En este terreno, la articulación sectores estatales–empresariales–criminales produce un clima de violencia regulada y en amplias zonas naturalizada: pactos cambiantes entre altos funcionarios, mandos militares y policiales, contratistas y economías ilegales facilitan desposesión territorial, disciplinamiento laboral y neutralización de resistencias (contra líderes comunitarios, sindicales y ambientales). La etiqueta de “terrorismo” o “delincuencia organizada” habilita el desalojo de comunidades y el despliegue de fuerzas en áreas de interés extractivo y logístico.

Si bien la militarización es un rasgo estructural consolidado desde el neoliberalismo y la llamada transición a la democracia, su tendencia va en aumento en América Latina con las Fuerzas Armadas actuando como garantes del orden dominante y desarticulando los conflictos sociales mediante la fuerza y el control territorial, aún disfrazado de programas sociales en países como México con la 4T o impuesto con regímenes de excepción —en todos los casos con tecnologías más invasivas para controlar territorios, recursos y poblaciones.

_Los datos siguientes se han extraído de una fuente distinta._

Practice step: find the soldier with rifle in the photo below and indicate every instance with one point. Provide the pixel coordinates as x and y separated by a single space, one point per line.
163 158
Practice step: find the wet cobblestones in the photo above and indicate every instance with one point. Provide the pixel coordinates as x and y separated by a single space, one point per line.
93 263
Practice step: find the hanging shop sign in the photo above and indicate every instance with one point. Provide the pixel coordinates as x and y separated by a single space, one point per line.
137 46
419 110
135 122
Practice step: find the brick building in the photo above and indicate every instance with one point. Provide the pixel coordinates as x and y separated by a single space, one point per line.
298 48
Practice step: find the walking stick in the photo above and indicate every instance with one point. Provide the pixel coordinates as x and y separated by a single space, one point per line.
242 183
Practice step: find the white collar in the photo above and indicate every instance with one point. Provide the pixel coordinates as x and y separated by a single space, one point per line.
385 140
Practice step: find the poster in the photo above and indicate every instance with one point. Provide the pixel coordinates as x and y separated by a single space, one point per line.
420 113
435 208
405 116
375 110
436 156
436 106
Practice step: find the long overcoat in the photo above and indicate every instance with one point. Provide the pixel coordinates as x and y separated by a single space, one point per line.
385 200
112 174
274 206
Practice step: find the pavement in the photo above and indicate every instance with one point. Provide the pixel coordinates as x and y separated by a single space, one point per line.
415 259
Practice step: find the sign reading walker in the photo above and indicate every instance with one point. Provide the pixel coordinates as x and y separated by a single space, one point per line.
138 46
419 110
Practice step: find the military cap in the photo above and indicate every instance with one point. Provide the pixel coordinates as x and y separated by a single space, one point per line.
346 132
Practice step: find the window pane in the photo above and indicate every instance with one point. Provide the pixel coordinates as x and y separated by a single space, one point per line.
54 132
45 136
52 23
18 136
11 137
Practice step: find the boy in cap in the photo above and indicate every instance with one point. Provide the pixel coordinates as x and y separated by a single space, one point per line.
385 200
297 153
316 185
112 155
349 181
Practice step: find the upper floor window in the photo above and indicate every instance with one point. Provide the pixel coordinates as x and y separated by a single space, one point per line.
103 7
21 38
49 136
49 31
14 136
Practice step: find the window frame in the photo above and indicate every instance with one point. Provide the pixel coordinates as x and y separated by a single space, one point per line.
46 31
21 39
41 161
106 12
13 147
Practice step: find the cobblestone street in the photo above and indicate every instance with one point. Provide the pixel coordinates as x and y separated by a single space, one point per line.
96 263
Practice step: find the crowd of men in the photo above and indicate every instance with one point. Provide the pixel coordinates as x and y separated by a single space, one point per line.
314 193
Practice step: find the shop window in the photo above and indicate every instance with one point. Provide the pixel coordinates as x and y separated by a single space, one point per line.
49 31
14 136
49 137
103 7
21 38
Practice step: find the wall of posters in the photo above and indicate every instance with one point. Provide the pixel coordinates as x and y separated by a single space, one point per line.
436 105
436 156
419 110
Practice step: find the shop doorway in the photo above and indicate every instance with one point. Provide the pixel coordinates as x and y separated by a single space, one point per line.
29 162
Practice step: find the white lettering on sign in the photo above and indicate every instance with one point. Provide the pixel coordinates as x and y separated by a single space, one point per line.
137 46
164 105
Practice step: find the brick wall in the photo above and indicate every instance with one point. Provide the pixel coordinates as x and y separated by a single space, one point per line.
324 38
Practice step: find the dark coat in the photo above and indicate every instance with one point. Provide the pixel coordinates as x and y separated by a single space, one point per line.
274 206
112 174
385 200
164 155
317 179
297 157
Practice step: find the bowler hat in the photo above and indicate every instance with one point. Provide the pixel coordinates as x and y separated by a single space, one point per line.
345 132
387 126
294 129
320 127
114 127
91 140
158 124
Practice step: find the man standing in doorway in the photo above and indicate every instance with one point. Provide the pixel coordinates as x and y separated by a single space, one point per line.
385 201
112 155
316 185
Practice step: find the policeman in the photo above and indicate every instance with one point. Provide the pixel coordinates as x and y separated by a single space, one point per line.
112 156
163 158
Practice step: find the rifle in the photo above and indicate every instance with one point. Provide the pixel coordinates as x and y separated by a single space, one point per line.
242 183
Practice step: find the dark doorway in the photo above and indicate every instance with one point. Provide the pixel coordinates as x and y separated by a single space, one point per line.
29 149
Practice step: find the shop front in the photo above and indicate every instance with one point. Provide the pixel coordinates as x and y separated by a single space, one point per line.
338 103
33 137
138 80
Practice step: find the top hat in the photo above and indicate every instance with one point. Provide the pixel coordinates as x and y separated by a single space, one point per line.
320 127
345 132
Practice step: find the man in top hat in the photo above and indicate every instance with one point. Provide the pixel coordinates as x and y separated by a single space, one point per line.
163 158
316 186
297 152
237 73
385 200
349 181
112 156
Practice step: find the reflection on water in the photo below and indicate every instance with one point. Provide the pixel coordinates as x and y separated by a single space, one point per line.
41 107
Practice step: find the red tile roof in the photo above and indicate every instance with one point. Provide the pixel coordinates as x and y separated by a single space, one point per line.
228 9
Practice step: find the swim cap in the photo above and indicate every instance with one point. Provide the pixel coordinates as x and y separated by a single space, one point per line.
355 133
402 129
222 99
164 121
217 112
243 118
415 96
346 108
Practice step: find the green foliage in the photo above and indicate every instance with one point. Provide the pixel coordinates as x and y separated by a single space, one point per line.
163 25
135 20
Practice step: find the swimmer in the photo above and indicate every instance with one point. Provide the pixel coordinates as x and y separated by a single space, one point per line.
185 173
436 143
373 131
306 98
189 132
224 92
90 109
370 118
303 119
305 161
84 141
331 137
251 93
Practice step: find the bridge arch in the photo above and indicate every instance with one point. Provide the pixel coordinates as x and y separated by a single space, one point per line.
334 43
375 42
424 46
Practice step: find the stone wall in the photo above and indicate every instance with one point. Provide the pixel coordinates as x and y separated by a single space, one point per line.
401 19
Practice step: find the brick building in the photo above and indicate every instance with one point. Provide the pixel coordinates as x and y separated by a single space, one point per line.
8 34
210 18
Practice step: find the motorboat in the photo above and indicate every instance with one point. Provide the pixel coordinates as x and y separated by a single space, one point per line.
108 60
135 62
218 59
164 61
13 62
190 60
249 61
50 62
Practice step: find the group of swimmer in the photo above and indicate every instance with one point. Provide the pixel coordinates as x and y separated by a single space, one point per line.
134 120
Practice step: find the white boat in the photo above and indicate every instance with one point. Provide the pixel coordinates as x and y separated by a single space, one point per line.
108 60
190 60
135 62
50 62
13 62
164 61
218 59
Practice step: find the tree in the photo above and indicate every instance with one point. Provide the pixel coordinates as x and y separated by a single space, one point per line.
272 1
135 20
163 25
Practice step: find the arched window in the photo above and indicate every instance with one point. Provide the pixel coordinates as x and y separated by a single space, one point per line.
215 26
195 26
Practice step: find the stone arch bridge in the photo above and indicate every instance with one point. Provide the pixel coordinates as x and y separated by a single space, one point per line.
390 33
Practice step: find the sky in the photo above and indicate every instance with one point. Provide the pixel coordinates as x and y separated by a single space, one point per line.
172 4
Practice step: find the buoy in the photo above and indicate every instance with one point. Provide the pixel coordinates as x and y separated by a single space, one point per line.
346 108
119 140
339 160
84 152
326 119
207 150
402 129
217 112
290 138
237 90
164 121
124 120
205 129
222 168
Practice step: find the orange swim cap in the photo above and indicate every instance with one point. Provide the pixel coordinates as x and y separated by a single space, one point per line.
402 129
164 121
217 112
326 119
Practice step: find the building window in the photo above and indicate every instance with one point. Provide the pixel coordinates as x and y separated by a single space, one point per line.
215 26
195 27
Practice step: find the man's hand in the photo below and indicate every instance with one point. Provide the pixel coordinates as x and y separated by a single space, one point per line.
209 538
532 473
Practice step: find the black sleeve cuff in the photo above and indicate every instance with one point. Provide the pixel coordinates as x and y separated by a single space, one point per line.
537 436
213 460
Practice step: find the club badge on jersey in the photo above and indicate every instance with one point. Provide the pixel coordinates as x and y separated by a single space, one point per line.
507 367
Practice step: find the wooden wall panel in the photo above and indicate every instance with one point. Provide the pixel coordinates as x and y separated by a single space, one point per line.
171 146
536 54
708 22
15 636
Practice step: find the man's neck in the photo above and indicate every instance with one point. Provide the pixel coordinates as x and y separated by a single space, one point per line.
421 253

Lejos de enfrentar al crimen organizado, este aparato se orienta a vigilar y disciplinar a las poblaciones y a neutralizar resistencias. Las semicolonias de la región se alinean y aumentan el despliegue de tropas en fronteras y territorios estratégicos, aceleran la compra de armamento y tecnología militar. Según el Instituto Internacional de Investigación para la Paz de Estocolmo (SIPRI), el gasto militar en América Latina creció más de un 50% en la última década, con Brasil, Colombia y México como los principales compradores, mientras se expanden bases extranjeras y programas de entrenamiento auspiciados por EE. UU. y sus aliados. La incorporación de drones, sistemas de vigilancia biométrica y software de espionaje fortalece un aparato bélico que, lejos de enfrentar al crimen organizado, se dirige a controlar poblaciones, vigilar movimientos sociales y asegurar territorios de interés económico. Muchas de estas tecnologías provienen de empresas israelíes vinculadas al complejo militar-industrial sionista, que exportan sistemas de vigilancia y represión a gobiernos latinoamericanos, reforzando la represión estatal y las políticas de control social inspiradas en la experiencia israelí en territorios ocupados.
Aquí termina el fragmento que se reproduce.